Bijatyka od Warner Bros. od samego początku miała być free-to-play. Wszyscy zastanawiali się tylko czy MultiVersus będzie rzeczywiście darmowy z możliwością zakupienia elementów kosmetycznych, czy pójdzie w kierunku pay-to-win jak Diablo Immortal. W najnowszy materiale promocyjnym, deweloperzy rozwiewają wszystkie niepewności.
MultiVersus będzie miało kosmetyki i battle passa
Każdą postać w MultiVersus będziemy mogli przetestować przed zakupem, korzystając ze środków w grze. Jedyne na co pozwala Gleamium, jak nazywa się płatna waluta, to dodatki kosmetyczne i poprawki wyglądu bohaterów. Deweloperzy zapewniają, że w grze nigdy nie znajdą się lootboxy. Nie uniknięto battle passa. Tak samo jak we wszystkich pozostałych systemach, zapewni nam tylko dodatkowe opcje dostosowywania postaci, bez żadnej przewagi w grze. Jeśli wykluczymy estetyczną, za posiadanie ładniejszego skina.

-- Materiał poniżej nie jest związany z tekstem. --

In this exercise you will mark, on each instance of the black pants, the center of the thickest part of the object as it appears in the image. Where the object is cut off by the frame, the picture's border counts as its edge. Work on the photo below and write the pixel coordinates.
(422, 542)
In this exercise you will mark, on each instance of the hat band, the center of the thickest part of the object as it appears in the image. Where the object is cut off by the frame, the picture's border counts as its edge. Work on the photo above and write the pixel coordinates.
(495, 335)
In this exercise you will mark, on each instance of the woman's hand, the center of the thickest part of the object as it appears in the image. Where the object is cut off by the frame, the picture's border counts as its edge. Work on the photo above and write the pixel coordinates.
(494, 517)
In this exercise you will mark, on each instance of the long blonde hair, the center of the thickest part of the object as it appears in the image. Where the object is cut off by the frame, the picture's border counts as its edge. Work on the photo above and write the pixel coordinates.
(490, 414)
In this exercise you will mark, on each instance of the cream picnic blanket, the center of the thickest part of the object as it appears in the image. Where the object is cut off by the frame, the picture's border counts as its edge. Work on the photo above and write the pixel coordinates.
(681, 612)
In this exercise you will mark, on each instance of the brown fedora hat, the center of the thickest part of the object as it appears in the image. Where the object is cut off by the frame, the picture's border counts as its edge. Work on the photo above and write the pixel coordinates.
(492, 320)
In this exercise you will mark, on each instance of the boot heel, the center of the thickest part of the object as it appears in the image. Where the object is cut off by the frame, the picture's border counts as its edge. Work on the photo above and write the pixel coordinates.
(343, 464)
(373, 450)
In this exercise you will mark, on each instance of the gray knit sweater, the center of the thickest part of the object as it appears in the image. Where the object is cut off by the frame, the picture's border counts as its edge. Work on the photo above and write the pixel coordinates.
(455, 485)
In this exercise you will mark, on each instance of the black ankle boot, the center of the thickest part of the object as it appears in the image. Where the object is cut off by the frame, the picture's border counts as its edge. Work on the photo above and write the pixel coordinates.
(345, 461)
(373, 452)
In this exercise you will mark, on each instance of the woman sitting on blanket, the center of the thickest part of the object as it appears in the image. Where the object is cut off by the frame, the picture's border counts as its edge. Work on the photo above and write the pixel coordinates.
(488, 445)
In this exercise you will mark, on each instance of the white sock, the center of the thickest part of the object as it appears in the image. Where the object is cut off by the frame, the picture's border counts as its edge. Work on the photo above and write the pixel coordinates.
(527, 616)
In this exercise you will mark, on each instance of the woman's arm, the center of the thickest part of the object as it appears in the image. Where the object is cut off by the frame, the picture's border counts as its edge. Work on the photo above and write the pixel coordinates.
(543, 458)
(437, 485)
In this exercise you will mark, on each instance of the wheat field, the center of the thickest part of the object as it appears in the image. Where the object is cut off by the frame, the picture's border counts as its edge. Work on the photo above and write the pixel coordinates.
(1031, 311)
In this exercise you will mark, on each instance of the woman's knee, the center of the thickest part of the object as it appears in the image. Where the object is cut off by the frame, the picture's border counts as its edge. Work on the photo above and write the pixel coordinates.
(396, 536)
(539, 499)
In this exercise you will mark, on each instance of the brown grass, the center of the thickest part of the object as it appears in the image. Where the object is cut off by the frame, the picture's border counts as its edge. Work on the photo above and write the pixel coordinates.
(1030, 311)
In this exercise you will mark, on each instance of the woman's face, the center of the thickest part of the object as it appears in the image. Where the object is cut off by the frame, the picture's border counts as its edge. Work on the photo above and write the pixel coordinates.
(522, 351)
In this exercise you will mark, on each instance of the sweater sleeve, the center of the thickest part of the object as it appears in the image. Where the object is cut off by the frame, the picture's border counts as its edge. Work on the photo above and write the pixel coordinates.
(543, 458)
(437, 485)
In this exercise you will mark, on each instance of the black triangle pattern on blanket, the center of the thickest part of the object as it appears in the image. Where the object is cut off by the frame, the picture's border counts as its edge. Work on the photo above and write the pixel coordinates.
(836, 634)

Cały projekt zapowiada się coraz lepiej, z każdą nową informacją. W końcu w jakiej grze Batman stoczy pojedynek z Kudłatym (na 2% swojej siły, by był wyrównany rzecz jasna), a Królik Bugs z Aryą Stark? Od 26 lipca gra wchodzi do otwartej bety, dla szczęśliwców z kluczami. Wtedy też zobaczymy z wielu perspektyw czy sama rozgrywka jest warta hype’u.